My per dosage use is the same as it has been for years. My per day dosage is now half of what it used to be because I figured out that it doesn’t let me fall into a good sleep. I am in sleep limbo until it wears off. It makes it impossible to function if one is expected to work from 8 to 5.
I’d love to stop taking these bastards. I fantasize about little nano bots that I can control and zap my tumors. I also fantasize about just cutting my fucking leg open and going to town, but that would be bad.

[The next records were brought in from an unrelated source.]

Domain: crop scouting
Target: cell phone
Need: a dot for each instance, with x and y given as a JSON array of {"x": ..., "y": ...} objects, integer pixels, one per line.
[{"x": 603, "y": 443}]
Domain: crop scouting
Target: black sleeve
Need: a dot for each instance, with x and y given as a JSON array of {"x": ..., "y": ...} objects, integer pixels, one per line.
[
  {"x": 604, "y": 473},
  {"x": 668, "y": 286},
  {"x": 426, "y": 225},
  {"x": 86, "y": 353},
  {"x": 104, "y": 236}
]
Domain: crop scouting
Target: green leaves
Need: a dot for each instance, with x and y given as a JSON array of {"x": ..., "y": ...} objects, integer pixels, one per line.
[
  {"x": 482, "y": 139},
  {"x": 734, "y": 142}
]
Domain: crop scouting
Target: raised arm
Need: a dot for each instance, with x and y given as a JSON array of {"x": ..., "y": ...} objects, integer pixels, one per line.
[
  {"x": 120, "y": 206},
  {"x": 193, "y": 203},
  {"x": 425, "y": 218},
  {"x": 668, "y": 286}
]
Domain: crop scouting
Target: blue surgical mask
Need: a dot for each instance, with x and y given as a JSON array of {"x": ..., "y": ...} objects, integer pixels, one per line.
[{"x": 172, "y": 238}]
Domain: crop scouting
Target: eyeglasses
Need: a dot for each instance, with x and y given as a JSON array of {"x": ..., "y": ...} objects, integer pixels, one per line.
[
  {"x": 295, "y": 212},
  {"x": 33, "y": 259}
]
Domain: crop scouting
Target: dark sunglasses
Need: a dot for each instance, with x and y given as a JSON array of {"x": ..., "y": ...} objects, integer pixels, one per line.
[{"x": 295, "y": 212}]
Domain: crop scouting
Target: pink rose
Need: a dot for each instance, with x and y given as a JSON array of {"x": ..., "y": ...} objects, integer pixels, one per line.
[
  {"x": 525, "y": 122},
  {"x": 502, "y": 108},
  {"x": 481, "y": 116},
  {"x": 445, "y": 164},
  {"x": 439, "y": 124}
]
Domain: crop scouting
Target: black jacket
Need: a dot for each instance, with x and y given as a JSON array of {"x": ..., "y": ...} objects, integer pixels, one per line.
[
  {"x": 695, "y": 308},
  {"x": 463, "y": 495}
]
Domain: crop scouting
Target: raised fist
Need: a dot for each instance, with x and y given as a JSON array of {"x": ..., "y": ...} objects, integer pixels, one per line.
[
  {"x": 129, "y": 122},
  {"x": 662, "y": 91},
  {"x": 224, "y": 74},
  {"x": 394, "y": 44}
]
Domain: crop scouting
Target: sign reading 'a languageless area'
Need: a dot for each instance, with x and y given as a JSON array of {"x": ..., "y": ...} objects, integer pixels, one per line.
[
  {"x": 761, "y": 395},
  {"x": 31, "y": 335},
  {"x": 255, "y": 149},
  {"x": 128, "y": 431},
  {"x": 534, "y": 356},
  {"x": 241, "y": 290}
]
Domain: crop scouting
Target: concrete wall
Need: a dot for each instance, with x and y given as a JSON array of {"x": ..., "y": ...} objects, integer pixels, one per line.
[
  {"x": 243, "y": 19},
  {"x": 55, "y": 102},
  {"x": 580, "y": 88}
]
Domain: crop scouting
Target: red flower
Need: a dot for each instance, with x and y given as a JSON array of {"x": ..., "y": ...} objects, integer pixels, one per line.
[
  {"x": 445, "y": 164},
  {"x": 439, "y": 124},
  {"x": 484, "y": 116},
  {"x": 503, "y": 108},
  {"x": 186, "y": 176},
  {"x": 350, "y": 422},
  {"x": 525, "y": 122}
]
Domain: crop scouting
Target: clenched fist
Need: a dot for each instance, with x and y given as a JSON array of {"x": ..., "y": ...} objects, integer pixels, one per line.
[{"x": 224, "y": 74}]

Still, they will come up with a treatment at some point. Hopefully in my life time.
Uh, no, I said “less likely”. Which I provided evidence for.
I avoid talking in absolutes in general. Yes there is the rat studies, but also the studies that addiction hits harder for people who are unhappy. In short if you are getting happy hormones from your life, the effect of drugs and activities that become addictive is lessened. And to be clear I am talking addiction in general, not just drug and alcohol addiction. People get addicted to activities (gambling, gaming, etc) and this is solely from the activity triggering ones internal chemistry.
Oh, you asked @Mister44 where he got the idea that people whose needs were met were less likely to become addicts. I happened to have read some (non-scholarly) articles that made that exact argument based on rat studies, so I tried to track down the original studies. Thought you might be interested, since it sounds like you hadn’t heard of them.
Actually, I just realized it was probably through BoingBoing that I heard about that. ANd sure enough:
Reread your post and it sounds like you were saying that people with Cluster B disorders self-medicate themselves to addiction. The research on rats suggest that they self-medicate themselves to addiction for other reasons. So, I actually don’t see a contradiction.